Mark Mobius of Franklin Templeton Investments says he is very bullish on India and that India remains the second largest holding in his Asia funds. In an interview to television channel ET Now, Mobius said he feels banks will benefit from the economic recovery. Historically that is how economic recoveries have taken place since banks are one of the biggest beneficiaries of such growth.
But there is another attribute of banks: they are one of the first signifiers of an economic recovery. For an economy or a company to grow, one of the first resources needed is money. Non-food credit from the banking sector is one of the key indicators of a pick-up in economic activity.
And if recently released RBI data on this economic indicator are any indicator, there are no signs of a recovery.
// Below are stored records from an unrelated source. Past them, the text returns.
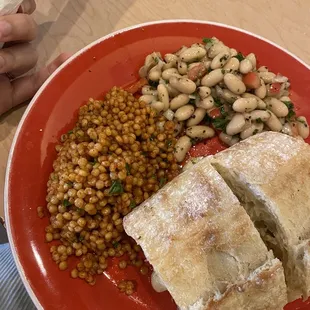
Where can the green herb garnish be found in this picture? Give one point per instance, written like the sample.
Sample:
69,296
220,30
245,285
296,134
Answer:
207,40
220,123
132,204
116,188
66,203
239,56
162,182
128,168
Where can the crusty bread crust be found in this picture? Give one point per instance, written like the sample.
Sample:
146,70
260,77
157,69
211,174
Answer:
202,243
272,171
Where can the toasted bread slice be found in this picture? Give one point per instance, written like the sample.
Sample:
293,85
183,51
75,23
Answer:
270,174
204,247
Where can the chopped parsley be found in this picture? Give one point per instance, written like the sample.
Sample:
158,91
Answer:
66,203
220,123
128,168
116,188
132,204
207,40
162,182
239,56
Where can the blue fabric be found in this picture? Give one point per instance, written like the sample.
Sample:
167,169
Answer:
13,295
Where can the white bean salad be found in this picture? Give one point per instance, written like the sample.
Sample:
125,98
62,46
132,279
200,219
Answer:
210,87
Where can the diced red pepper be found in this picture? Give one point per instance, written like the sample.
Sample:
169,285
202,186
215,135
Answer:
251,80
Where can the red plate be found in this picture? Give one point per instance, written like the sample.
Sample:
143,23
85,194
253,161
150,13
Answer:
113,60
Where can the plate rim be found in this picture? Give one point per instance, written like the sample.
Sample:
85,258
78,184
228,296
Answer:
13,247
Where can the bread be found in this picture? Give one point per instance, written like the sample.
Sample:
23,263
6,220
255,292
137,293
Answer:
270,174
204,247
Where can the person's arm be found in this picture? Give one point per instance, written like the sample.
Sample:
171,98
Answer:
18,56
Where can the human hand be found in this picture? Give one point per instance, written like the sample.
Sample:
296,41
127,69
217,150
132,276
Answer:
17,57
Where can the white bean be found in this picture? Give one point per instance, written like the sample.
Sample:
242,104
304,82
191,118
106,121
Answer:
193,53
216,49
229,96
227,139
252,59
184,113
233,52
273,123
204,91
172,91
200,132
163,95
302,127
252,130
212,78
182,146
206,103
266,76
260,115
232,65
158,106
277,107
261,91
182,67
181,50
197,117
178,127
147,98
149,90
245,66
168,73
183,85
179,101
171,58
220,60
243,105
261,105
234,84
235,125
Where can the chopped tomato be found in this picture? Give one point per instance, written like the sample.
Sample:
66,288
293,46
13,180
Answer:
274,89
251,80
197,72
214,113
135,87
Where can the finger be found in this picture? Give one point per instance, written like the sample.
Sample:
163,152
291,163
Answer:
17,27
27,7
18,59
24,88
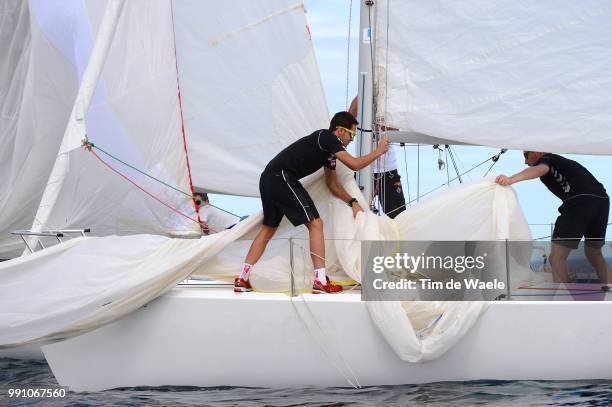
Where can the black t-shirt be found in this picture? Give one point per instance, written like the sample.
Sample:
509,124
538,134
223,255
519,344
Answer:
567,179
308,154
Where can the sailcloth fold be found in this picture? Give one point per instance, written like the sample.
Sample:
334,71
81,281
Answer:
78,286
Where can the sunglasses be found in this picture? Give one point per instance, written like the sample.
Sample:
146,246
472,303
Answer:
349,131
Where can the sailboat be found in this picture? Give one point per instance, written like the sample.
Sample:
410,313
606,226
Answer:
117,317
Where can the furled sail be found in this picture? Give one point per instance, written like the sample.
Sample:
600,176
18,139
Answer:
525,75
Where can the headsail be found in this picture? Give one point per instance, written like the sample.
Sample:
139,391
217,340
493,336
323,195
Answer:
523,75
240,108
250,86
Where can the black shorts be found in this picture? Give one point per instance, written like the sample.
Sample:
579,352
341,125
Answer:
583,215
394,202
283,195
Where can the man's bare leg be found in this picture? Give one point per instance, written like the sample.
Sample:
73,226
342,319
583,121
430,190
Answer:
259,244
558,258
595,257
317,243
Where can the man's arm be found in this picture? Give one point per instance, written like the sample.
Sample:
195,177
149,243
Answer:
528,173
331,179
357,163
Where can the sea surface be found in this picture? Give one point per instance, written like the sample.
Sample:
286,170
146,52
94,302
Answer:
20,374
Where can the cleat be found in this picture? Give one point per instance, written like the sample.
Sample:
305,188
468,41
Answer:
329,288
241,285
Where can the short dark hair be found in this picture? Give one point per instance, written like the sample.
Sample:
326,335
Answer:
342,119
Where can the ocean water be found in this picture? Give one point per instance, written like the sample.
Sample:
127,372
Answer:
15,373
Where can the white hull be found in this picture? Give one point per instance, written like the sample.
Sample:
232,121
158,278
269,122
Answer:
213,337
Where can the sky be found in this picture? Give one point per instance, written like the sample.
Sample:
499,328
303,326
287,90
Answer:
328,20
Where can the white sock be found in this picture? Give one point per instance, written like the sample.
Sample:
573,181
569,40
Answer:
320,275
246,270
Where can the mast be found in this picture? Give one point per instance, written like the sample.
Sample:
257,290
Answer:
365,103
75,132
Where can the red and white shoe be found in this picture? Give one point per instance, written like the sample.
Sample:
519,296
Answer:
241,285
330,288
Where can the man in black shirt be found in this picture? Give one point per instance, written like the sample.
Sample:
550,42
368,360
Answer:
584,211
282,194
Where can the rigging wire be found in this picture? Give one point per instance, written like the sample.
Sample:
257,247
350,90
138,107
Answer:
452,157
89,145
147,192
348,51
440,186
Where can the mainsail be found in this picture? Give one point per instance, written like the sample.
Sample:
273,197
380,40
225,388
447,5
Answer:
522,75
239,108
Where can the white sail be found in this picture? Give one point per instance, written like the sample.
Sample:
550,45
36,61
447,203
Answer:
250,86
43,55
525,75
240,108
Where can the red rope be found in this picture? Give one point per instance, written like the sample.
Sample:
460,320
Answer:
147,192
178,88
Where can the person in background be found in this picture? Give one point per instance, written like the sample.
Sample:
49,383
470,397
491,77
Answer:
387,181
214,219
584,211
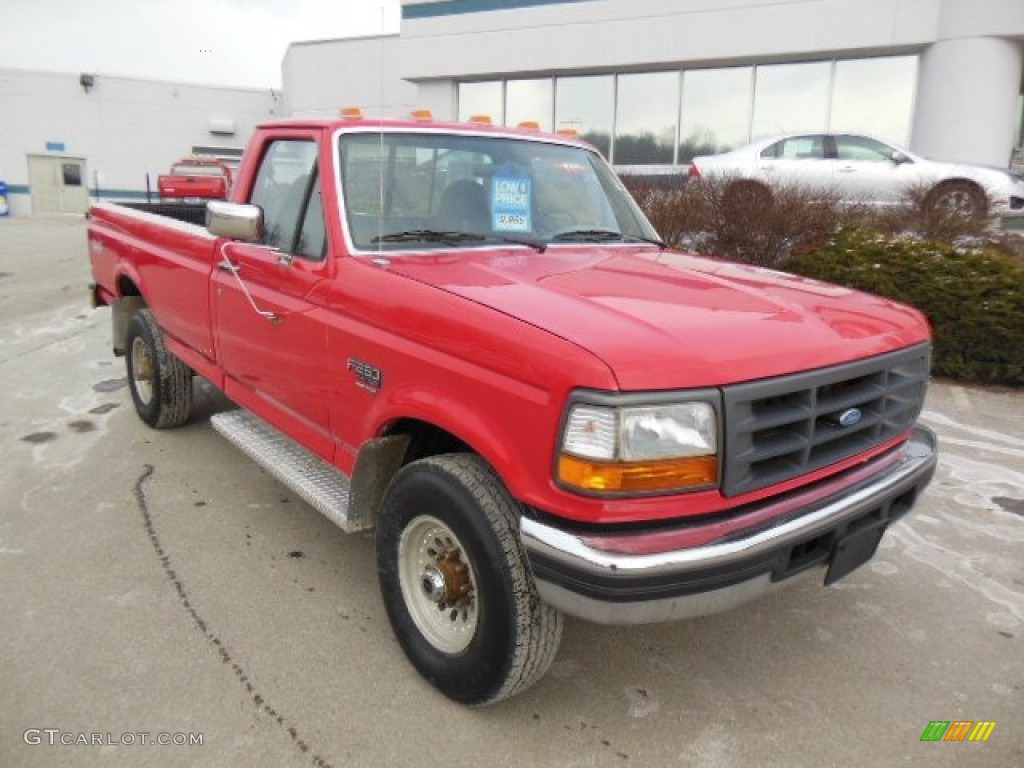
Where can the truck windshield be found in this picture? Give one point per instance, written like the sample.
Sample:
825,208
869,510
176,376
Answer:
430,190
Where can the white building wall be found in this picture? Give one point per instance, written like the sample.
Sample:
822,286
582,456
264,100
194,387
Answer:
969,79
123,128
323,77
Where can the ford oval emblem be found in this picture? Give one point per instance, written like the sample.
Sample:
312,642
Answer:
850,417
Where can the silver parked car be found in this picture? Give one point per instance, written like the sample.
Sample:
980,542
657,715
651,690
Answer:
863,169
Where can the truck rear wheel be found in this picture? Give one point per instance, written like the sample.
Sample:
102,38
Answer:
160,383
456,584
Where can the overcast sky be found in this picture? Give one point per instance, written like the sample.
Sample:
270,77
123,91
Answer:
217,42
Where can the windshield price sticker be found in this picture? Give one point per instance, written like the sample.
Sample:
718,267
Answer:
511,197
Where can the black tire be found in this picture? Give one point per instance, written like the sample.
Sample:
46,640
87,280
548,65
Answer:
160,383
492,636
958,199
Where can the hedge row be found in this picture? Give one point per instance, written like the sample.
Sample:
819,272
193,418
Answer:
974,297
973,294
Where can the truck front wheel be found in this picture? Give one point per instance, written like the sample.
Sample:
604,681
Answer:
456,584
160,383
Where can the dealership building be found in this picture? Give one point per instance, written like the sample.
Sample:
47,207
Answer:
649,82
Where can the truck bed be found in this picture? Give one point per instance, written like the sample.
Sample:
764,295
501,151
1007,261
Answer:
190,213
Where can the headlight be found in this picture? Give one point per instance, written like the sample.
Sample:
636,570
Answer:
639,449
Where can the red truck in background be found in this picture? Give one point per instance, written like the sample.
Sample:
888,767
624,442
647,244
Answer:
195,179
470,339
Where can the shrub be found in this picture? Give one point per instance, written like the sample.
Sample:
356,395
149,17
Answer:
974,297
738,219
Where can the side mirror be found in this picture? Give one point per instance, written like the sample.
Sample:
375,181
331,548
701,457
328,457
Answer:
235,220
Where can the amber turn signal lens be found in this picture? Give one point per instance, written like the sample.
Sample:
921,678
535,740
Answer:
638,477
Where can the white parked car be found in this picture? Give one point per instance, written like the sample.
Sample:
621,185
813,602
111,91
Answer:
863,169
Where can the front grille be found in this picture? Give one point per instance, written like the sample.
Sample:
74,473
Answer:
777,429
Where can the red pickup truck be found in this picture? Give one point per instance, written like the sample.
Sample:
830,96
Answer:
470,339
195,179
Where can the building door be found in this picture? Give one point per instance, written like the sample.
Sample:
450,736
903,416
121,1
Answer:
58,184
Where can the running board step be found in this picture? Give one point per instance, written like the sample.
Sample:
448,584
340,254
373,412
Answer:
317,482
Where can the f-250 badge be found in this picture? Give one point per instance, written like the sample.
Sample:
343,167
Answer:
367,376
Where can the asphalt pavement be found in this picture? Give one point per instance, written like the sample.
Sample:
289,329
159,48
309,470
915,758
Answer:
160,587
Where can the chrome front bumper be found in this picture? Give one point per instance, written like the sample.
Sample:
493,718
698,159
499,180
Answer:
657,576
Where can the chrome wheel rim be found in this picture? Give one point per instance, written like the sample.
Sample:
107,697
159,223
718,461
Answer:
141,370
438,585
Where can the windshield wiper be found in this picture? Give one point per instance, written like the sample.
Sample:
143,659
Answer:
454,238
604,236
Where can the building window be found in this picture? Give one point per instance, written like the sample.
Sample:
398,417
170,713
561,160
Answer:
875,95
667,118
72,174
716,114
646,116
791,98
529,100
481,98
587,105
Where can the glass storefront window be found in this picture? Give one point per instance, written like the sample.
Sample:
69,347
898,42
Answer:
481,98
714,110
791,98
716,114
529,100
645,119
876,96
587,104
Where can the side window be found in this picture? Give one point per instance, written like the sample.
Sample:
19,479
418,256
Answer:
772,151
862,148
804,147
312,235
285,189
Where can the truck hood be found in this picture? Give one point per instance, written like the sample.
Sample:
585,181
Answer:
665,320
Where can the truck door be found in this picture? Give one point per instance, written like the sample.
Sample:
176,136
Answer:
269,329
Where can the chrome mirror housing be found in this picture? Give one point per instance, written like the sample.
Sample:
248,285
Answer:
235,220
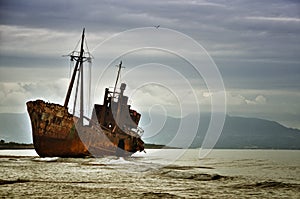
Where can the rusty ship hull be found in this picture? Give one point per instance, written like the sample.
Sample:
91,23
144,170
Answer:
111,130
57,133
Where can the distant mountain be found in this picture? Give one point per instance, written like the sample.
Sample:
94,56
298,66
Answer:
238,132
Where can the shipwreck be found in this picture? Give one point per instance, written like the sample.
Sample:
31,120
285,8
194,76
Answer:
112,130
A Business Standard report points out that for the fortnight ended September 5, annual credit growth in the banking system fell to 9.68%, the first time in five years that it has gone below 10%. Even during the worst phase of the slowdown, credit flow had not fallen to such low levels.
Which begs the question: Where is the growth everyone is talking about? Markets are touching new highs in anticipation of growth numbers, but the reality is that so-called growth engines are sputtering for want of fuel. R.K. Dubey, chairman and managing director of Canara Bank, says that corporate demand has been slow and there are no signs of pick-up yet.
From the government’s side there has been a lot of talk of restarting stalled projects, but they seem to be little more than lip service. M Tanksale, chief executive of Indian Bank Association, says that none of the stalled projects have been revived so far.
High interest rates have repeatedly been cited as the reason for slow credit offtake. Bankers themselves have asked RBI to cut interest rates in order to spur loan growth. As reported by Business Standard, in a meeting between RBI governor and bank representatives, lenders asked the central bank to cut the repo rate, or the rate at which they borrow from the central bank.
Banks are now faced with a problem of plenty. While credit growth grew by only 9.68%, deposit growth has continued to post exhibit strong growth, rising by 13.78%. This has resulted in banks sitting on high levels of liquidity prompting State Bank of India, the country’s largest bank, to cut deposit rates earlier this week.
But the RBI is unlikely to oblige; on Monday, RBI governor Raghuram Rajan said that no action could be expected on that front, as inflation was still above the central bank's comfort zone.
The recent GDP numbers – 5.7% growth during the June quarter –indicates a turnaround, but key numbers such as non-food credit seem to suggest that the growth number will be unsustainable, at least for the near future.